Well, I converted the yolov8s.pt to ONNX
>>> from ultralytics import YOLO
>>> model = YOLO("yolov8s.pt")
>>> model.export(format="onnx",imgsz=640,int8=True,opset=12)
Ultralytics YOLOv8.0.53 Python-3.10.10 torch-1.13.1+cpu CPU
YOLOv8s summary (fused): 168 layers, 11156544 parameters, 0 gradients, 28.6 GFLOPs
PyTorch: starting from yolov8s.pt with input shape (1, 3, 640, 640) BCHW and output shape(s) (1, 84, 8400) (21.5 MB)
ONNX: starting export with onnx 1.13.1...

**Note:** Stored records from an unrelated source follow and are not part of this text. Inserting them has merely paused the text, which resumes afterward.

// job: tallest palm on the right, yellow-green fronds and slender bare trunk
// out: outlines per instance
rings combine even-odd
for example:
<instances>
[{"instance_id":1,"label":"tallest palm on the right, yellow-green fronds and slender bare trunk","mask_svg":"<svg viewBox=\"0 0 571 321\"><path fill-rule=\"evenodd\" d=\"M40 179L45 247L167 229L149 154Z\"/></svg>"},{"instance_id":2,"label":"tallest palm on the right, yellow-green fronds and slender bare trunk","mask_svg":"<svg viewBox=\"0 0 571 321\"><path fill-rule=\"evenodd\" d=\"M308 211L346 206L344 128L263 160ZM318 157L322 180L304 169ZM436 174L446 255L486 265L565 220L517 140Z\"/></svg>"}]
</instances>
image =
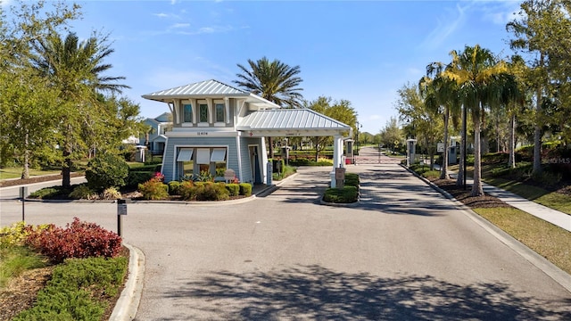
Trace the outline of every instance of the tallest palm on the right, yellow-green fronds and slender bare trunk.
<instances>
[{"instance_id":1,"label":"tallest palm on the right, yellow-green fronds and slender bare trunk","mask_svg":"<svg viewBox=\"0 0 571 321\"><path fill-rule=\"evenodd\" d=\"M494 77L507 71L505 62L497 62L492 53L481 48L466 46L462 53L451 52L451 68L444 70L443 76L456 81L466 93L464 108L471 111L474 126L474 185L470 196L484 195L482 185L481 125L484 120L484 107Z\"/></svg>"}]
</instances>

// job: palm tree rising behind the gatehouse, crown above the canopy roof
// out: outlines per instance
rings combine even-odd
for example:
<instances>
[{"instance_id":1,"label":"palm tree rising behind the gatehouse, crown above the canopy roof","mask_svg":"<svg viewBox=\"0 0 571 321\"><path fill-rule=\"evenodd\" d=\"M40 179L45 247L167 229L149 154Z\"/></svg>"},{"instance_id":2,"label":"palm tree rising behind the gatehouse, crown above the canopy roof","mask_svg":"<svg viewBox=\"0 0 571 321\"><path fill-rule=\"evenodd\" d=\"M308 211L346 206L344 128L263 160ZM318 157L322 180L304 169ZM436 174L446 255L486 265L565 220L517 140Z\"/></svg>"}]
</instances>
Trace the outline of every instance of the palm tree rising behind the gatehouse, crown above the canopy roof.
<instances>
[{"instance_id":1,"label":"palm tree rising behind the gatehouse, crown above the canopy roof","mask_svg":"<svg viewBox=\"0 0 571 321\"><path fill-rule=\"evenodd\" d=\"M234 83L250 91L254 95L283 107L298 108L302 106L303 89L299 86L302 78L297 75L301 72L300 66L290 67L284 62L262 57L254 62L248 59L250 68L237 64L242 73L236 74L238 80ZM274 148L271 137L268 138L269 158L274 157Z\"/></svg>"}]
</instances>

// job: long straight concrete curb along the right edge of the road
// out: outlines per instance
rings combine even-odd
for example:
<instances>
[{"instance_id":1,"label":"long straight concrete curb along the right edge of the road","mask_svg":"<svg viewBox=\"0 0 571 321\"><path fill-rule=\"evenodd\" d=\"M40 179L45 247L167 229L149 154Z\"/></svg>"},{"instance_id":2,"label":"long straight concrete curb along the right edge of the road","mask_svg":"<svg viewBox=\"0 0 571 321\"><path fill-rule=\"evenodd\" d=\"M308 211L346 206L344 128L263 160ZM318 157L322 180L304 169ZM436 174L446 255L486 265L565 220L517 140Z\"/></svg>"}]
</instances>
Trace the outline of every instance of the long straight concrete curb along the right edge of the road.
<instances>
[{"instance_id":1,"label":"long straight concrete curb along the right edge of the road","mask_svg":"<svg viewBox=\"0 0 571 321\"><path fill-rule=\"evenodd\" d=\"M442 193L444 197L454 202L456 206L458 206L459 210L463 210L463 213L466 214L468 218L472 219L477 225L484 228L484 230L500 240L501 243L506 244L509 249L517 252L517 254L521 255L524 259L533 264L535 268L542 270L543 273L545 273L547 276L550 276L551 279L553 279L559 285L563 286L568 292L571 292L571 275L569 275L567 272L558 268L548 259L543 258L537 252L527 247L524 243L517 241L516 238L504 232L500 227L493 225L489 220L482 218L474 210L470 209L464 203L456 200L450 193L444 191L437 185L434 185L425 177L418 175L415 171L410 170L405 166L402 167L407 169L415 177L418 177L420 180L424 181L426 185L431 186L436 192Z\"/></svg>"}]
</instances>

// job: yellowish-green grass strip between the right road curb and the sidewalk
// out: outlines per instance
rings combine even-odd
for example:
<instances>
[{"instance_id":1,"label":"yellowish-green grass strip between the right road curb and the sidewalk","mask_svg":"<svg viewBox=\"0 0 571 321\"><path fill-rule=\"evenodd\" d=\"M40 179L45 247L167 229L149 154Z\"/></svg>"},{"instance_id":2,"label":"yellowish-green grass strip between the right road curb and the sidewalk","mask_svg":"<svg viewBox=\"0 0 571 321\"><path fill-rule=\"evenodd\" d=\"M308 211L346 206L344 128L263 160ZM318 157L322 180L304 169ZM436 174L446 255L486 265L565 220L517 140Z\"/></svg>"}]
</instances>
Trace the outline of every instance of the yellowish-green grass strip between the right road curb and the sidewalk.
<instances>
[{"instance_id":1,"label":"yellowish-green grass strip between the right road curb and the sidewalk","mask_svg":"<svg viewBox=\"0 0 571 321\"><path fill-rule=\"evenodd\" d=\"M472 210L571 274L571 232L514 208Z\"/></svg>"}]
</instances>

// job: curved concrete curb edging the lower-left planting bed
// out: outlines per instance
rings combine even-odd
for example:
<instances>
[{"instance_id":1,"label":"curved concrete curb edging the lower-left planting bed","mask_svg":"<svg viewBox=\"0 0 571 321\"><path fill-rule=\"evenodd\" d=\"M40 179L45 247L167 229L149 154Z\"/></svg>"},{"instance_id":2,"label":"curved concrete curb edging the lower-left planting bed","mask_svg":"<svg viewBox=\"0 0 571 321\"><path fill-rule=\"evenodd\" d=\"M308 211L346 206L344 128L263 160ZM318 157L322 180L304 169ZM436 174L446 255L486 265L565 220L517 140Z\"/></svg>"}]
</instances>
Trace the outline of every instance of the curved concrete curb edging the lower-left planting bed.
<instances>
[{"instance_id":1,"label":"curved concrete curb edging the lower-left planting bed","mask_svg":"<svg viewBox=\"0 0 571 321\"><path fill-rule=\"evenodd\" d=\"M129 251L128 279L115 304L110 321L130 321L137 315L145 279L145 254L136 247L123 243Z\"/></svg>"}]
</instances>

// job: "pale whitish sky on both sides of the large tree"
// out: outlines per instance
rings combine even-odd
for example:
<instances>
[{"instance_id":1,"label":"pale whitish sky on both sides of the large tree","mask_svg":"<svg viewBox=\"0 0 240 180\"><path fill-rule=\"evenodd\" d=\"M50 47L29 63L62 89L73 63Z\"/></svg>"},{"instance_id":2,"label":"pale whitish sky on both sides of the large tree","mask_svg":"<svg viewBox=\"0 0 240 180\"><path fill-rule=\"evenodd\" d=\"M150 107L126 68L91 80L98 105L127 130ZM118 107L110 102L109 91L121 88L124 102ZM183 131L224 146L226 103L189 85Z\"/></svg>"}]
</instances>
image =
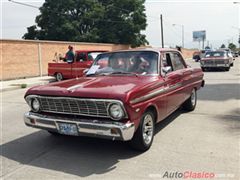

ONNX: export success 1.0s, saved as yolov8s.onnx (42.8 MB)
Export complete (1.7s)
Results saved to C:\Users\groff\yolov8\ultralytics
Predict: yolo predict task=detect model=yolov8s.onnx imgsz=640
Validate: yolo val task=detect model=yolov8s.onnx imgsz=640 data=coco.yaml
Visualize: https://netron.app
'yolov8s.onnx'
>>>
Then converted to RKNN using the API, which was a very verbose output resulting in
...
------------------------------
Total Weight memory Size:12103936
Total Internal memory Size:8199424
Predict Internal Memory RW Amount: 209435648
Predict Weight Memory RW Amount: 12103648
------------------------------
<<<<<<<< end: N4rknn21RKNNMemStatisticsPassE
I rknn building done
done
--> Export rknn model
done
But when loading that model to the NPU and attempting inference I get:
...
E RKNN: [01:25:20.303] failed to submit! op id: 1, op name: Conv:/model.0/conv/Conv, flags: 0x5, task start: 0, task number: 19, run task counter: 0, int status: 0
Thats the message coming back from the rkkn_run(), in my logs I show inputs loaded, outputs loaded, and tensors described thusly:
Trying load for:librknnrt.so
Init time:150 ms.
RKNN SDK - API version:1.4.0 (a10f100eb@2022-09-09T09:07:14), Driver version:0.8
.2 Number inputs=1, Number outputs=1
Tensor input layer 0 attributes:
index=0, name=images, n_dims=4, dims=[1, 640, 640, 3], n_elems=1228800, size=1
228800, fmt=NHWC, type=INT8, quantitative_type=AFFINE, zp=-128, scale=0.003922,
fl=0, w_stride=640, size_with_stride=1228800, pass_through=0, h_stride=0
Tensor output layer 0 attributes:
index=0, name=output0, n_dims=4, dims=[1, 84, 8400, 1], n_elems=705600, size=7
05600, fmt=NCHW, type=INT8, quantitative_type=AFFINE, zp=-128, scale=2.498975, f
l=0, w_stride=0, size_with_stride=705600, pass_through=0, h_stride=0
Total category labels=80
Input Frames per second:0 Storing:true. Slew rate=195
545997754224 640 640 3 RKNN_TENSOR_INT8 RKNN_TENSOR_NHWC 1228800
Inputs set
Outputs set
Input Frames per second:7 Storing:true. Slew rate=147
So it seems to enumerate layers properly, though they are radically different from yolov5. It sets the inputs and outputs then starts the message loop thread that gets the input images but the NPU barfs on inference.
This line:
545997754224 640 640 3 RKNN_TENSOR_INT8 RKNN_TENSOR_NHWC 1228800
Is the context Id from the NPU init, and the stats from the query of the model which seem to comply with NPU requirements for yolov5.